By: Coby Wilcox, Nicholas Roze-Freitas, Karam Singh, Nicole Huo
# Abstract

For the SingleStore 2024 UCSB Datathon, we created Vintner, a wine recommender that utilizes the chemical properties of wine. When provided with the dataset our curiosity led us to the exploration of how a wine's chemical properties can affect its qualities; resulting in research where we learned that different flavors and textures could be gleaned from these properties. To capture more complexity in Vintner, we merged the red and white wine quality datasets together. Through our research, weighted sums that can be found below were created for the properties of interest: sweetness, acidity, crispness, tartness, fruitiness. After removing outliers and applying transformations to important features, data was binned and uploaded to a Single Store SQL database for retreival by Vintner. Additionally, two recurrent neural networks were used to generate a plethora of wine names for the dataset. Lastly, Vintner utilizes a scikit-learn kNN model to create an initial batch of recommendations (that are refined through cosine dissimilarity in order to serve a variety of wines.)

# Methodology

## Research Backed Interactions 

Researching the chemical properties listed in the dataset allowed for us to understand the qualities we are able to utilize. Sweetness was determined heavily by residual sugars, and slightly by density and alcohol content. Acidity was determined by if the pH in relation to the recommended level, citric acid and fixed acidity. Crispness was determined by strongly by the fixed acidity and the citric acid, with higher levels corresponding to a more crisp wine. Fruitiness was affected heavily by the amount of molecular sulfur dioxide, pH in comparison to the recommendation and citric acid. Dryness was calculated as the inverse of sweetness, as they exist on opposite ends of a scale.

Interactions were calculated as follows: 

$$Sweetness = 2 * {residualSugars} + 0.5 * {density} + 10 - {alcoholContent}$$ 

$$Acidity = 4 * (1-{pH}/3.05) + 0.75 * {chlorides} + 4 * ({fixedAcidity}-9)$$

$$Crispness = 4 * {fixedAcidity} + 2 * {citricAcid}$$

$$ MolecularSulfurDioxide = \frac{{freeSulfurDioxide}}{1 + 10^{{pH}-1.8}} $$

$$ Fruitiness = 10 * ({MolecularSulfurDioxide} - 0.6) + 2 * (1-{pH}/3.05) + 2 * citricAcid$$

# Exploratory Analysis

## An Intial Peak
In our exploratory analysis we paid attention to the features that are used in our interactions, beggining with a look at how they are distributed. As shown below, several variables had many outliers and were left skewed.
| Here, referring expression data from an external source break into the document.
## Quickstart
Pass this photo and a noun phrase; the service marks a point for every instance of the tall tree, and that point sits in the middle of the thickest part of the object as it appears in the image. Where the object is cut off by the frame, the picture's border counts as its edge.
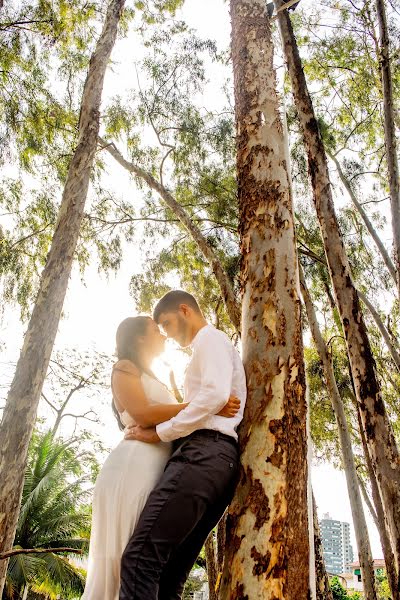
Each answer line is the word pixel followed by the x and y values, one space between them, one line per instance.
pixel 390 133
pixel 267 549
pixel 21 406
pixel 357 510
pixel 380 438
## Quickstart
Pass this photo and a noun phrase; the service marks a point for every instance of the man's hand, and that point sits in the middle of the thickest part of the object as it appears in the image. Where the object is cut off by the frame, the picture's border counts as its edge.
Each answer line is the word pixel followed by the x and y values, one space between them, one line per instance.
pixel 136 432
pixel 231 407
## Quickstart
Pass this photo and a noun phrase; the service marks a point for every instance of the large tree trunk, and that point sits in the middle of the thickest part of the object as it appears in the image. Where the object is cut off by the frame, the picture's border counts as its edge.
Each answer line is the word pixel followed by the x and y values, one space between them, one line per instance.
pixel 380 519
pixel 379 434
pixel 357 510
pixel 323 591
pixel 267 547
pixel 225 284
pixel 390 133
pixel 22 401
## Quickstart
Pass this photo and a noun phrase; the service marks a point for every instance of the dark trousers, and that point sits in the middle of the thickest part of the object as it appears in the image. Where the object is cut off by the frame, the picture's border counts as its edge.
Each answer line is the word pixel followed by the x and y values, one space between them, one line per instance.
pixel 196 487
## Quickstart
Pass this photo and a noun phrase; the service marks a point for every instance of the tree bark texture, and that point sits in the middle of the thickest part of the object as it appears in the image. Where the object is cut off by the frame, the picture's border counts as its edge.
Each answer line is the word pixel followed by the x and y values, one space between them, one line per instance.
pixel 22 401
pixel 357 510
pixel 381 326
pixel 390 133
pixel 267 545
pixel 225 284
pixel 393 579
pixel 379 434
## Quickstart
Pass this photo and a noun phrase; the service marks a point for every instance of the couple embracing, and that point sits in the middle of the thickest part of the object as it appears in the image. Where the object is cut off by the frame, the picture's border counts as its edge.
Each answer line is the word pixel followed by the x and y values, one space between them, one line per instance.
pixel 167 484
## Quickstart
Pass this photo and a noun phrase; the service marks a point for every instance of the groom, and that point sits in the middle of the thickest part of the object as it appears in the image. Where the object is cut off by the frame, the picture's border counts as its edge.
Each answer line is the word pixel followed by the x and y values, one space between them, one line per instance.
pixel 199 479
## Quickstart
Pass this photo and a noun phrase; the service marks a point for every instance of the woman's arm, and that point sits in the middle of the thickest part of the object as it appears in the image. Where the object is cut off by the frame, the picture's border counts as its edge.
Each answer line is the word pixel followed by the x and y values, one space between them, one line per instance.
pixel 130 396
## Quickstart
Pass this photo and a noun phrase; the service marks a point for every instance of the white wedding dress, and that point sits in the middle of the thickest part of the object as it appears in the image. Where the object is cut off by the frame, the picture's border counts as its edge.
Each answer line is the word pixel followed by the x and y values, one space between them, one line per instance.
pixel 129 474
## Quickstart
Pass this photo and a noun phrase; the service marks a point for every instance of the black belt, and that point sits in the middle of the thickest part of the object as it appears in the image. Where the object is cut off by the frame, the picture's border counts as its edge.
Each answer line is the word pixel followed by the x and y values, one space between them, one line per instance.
pixel 212 434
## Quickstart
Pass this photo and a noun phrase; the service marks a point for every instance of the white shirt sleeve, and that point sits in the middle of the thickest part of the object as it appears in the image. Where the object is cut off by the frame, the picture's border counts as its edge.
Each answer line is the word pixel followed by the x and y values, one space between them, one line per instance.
pixel 215 364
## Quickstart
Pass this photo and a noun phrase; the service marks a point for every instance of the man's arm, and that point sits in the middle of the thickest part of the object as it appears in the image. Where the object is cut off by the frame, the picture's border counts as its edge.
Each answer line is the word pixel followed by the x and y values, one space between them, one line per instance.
pixel 215 363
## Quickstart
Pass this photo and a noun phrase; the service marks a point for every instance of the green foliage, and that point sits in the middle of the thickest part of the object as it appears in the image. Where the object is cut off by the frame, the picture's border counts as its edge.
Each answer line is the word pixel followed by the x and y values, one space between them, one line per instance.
pixel 340 593
pixel 54 513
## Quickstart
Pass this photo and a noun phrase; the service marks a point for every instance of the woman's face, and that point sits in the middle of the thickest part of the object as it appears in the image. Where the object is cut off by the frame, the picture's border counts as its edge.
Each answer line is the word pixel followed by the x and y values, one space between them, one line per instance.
pixel 154 340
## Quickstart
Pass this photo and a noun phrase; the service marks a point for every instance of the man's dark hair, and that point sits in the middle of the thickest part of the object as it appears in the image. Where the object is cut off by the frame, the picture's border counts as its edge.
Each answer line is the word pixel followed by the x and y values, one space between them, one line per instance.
pixel 171 302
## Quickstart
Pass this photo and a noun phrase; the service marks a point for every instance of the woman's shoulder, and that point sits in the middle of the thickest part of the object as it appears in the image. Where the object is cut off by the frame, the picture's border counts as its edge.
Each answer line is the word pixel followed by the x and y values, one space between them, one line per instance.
pixel 126 366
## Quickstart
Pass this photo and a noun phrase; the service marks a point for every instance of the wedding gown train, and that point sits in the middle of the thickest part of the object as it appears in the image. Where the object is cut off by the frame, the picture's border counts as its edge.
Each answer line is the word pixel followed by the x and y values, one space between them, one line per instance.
pixel 129 474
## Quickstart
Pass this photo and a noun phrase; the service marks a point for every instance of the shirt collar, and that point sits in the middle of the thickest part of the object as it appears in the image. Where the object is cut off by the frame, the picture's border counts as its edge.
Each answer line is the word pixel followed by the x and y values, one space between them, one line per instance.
pixel 200 334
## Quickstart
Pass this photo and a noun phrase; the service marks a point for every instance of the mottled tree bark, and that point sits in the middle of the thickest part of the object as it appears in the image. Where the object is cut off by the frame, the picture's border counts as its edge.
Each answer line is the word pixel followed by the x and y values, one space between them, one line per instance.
pixel 379 435
pixel 267 546
pixel 381 326
pixel 390 133
pixel 22 401
pixel 357 510
pixel 212 566
pixel 381 526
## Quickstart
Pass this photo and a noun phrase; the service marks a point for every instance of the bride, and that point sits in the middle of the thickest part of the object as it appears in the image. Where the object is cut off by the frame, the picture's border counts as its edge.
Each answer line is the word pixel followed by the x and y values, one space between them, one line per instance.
pixel 133 468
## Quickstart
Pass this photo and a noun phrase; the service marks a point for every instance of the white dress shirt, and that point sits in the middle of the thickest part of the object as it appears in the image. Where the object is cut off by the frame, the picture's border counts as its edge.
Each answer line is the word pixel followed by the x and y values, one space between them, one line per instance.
pixel 214 373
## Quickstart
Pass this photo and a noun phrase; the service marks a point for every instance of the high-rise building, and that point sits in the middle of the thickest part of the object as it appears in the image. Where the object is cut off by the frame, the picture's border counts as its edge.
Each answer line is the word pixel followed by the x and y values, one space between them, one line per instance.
pixel 338 552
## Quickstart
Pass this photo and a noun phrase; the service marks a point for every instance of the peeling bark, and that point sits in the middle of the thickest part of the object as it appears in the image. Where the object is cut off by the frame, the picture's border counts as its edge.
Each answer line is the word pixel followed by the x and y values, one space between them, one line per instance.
pixel 212 567
pixel 226 287
pixel 390 133
pixel 22 401
pixel 267 545
pixel 380 518
pixel 385 334
pixel 379 435
pixel 371 229
pixel 357 510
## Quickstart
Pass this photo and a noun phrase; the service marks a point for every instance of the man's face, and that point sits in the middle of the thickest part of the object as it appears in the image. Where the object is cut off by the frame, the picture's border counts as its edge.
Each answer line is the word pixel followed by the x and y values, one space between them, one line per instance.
pixel 176 326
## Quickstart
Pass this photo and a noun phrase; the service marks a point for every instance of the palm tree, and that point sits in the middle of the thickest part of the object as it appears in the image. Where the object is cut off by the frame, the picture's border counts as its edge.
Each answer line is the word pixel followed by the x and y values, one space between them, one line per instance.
pixel 54 513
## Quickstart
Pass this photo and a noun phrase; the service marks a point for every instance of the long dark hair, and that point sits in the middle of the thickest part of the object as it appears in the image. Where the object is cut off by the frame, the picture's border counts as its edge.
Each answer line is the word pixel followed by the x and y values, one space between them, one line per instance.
pixel 128 332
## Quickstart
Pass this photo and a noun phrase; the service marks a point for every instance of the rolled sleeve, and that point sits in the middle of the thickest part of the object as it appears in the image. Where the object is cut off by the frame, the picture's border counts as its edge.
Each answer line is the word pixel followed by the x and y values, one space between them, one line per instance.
pixel 215 363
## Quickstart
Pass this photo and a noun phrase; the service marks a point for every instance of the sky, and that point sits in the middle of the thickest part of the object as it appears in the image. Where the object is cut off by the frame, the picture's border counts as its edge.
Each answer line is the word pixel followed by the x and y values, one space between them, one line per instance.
pixel 94 308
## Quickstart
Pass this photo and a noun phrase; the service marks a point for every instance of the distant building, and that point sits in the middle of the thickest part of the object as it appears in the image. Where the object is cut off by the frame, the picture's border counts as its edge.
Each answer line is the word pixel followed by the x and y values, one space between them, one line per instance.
pixel 335 537
pixel 354 578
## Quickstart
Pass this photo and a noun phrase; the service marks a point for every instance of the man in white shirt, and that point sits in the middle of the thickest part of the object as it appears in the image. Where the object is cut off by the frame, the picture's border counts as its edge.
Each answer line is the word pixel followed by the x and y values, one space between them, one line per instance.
pixel 200 477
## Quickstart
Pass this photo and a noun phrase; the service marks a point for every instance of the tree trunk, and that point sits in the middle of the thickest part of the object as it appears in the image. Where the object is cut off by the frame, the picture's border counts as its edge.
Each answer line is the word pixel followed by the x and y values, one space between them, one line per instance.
pixel 225 284
pixel 379 434
pixel 20 410
pixel 324 591
pixel 388 555
pixel 357 510
pixel 267 547
pixel 390 134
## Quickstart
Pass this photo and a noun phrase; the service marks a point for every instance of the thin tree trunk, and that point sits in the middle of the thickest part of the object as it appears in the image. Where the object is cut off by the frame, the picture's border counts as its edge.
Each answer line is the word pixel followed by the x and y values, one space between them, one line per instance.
pixel 388 554
pixel 390 133
pixel 22 401
pixel 357 510
pixel 267 546
pixel 371 229
pixel 385 334
pixel 380 439
pixel 212 568
pixel 324 591
pixel 225 284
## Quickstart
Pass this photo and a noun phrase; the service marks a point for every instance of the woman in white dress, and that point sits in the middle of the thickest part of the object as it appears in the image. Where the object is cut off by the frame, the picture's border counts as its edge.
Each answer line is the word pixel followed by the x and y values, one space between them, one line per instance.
pixel 133 468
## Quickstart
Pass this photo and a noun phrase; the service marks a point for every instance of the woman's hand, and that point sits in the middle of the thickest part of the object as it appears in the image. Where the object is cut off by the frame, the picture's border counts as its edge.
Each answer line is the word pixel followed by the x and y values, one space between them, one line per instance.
pixel 231 407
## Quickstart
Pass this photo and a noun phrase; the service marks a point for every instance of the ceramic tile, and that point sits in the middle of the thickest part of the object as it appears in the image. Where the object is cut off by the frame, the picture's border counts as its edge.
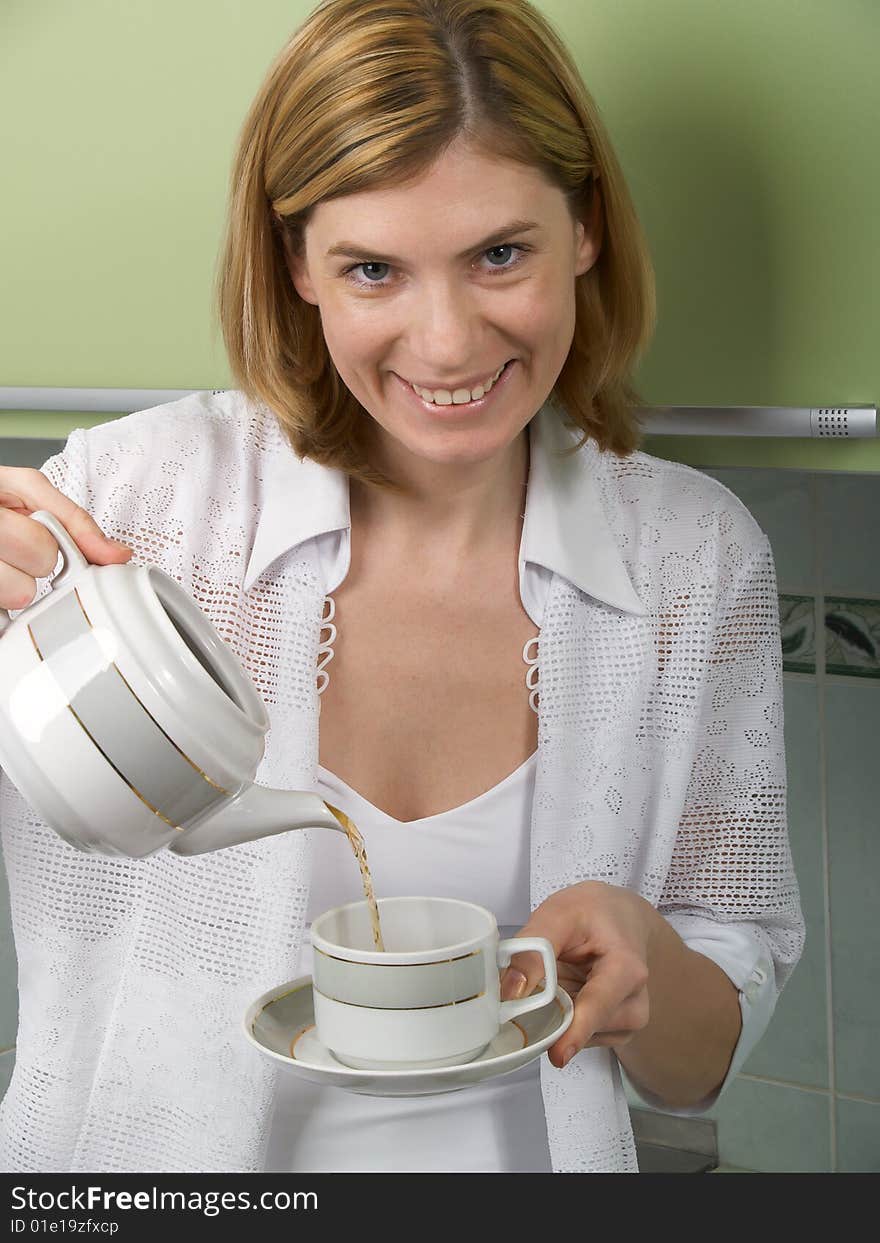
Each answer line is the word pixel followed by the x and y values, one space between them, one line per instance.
pixel 852 637
pixel 794 1047
pixel 849 518
pixel 773 1128
pixel 858 1136
pixel 9 970
pixel 781 502
pixel 797 622
pixel 853 729
pixel 24 451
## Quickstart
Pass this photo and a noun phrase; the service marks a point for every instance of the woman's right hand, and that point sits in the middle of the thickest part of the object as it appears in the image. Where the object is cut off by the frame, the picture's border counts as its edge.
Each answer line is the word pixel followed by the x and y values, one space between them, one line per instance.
pixel 27 550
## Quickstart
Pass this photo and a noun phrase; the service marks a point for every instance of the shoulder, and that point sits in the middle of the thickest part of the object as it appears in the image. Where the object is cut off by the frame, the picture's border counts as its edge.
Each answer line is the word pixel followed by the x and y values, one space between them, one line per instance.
pixel 197 440
pixel 199 423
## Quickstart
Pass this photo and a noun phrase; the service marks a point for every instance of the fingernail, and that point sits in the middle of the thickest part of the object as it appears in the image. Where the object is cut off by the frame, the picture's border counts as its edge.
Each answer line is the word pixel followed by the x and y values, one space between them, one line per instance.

![image.png](attachment:83842888-ea3e-45d9-b9a2-e2ff01b50cbc.png)


### Dealing With Outliers

To deal with outliers we utilized both IQR and Z-scores, to save space shown below is only the result for residual sugar and chlorides. Evidently, IQR provides better outlier removal so we decided to use that.


![image.png](attachment:ed4d9960-bfee-4a9c-9096-32dea01b03ea.png)
![image.png](attachment:ec4795d0-3432-4f27-a423-419a62de748a.png)

### Normalizing Data
Once outliers were moved, three different normalization methods were applied to the data: min-max, robust and z-score. Since free sulfur dioxide is needed in its current form to calculate the molecular sulfur dioxide it was not normalized. Pictured below is residual sugar and chlorides after being normalized. We decided to use the robust normalization method as it provided a larger distribution of values which we felt as though matched the real-world distribution of wines.

![image.png](attachment:cf856f39-74b6-4796-bb76-21fe86e5fe5c.png)
![image.png](attachment:8fb0839d-8c9a-43ba-b006-12eebfd541bd.png)

### Applying Interactions and Binning
Once our features of interest were transformed interactions were calculated and even binning was used to keep the properties of the distributions intact. Below is the distribution of sweetness after bins were applied.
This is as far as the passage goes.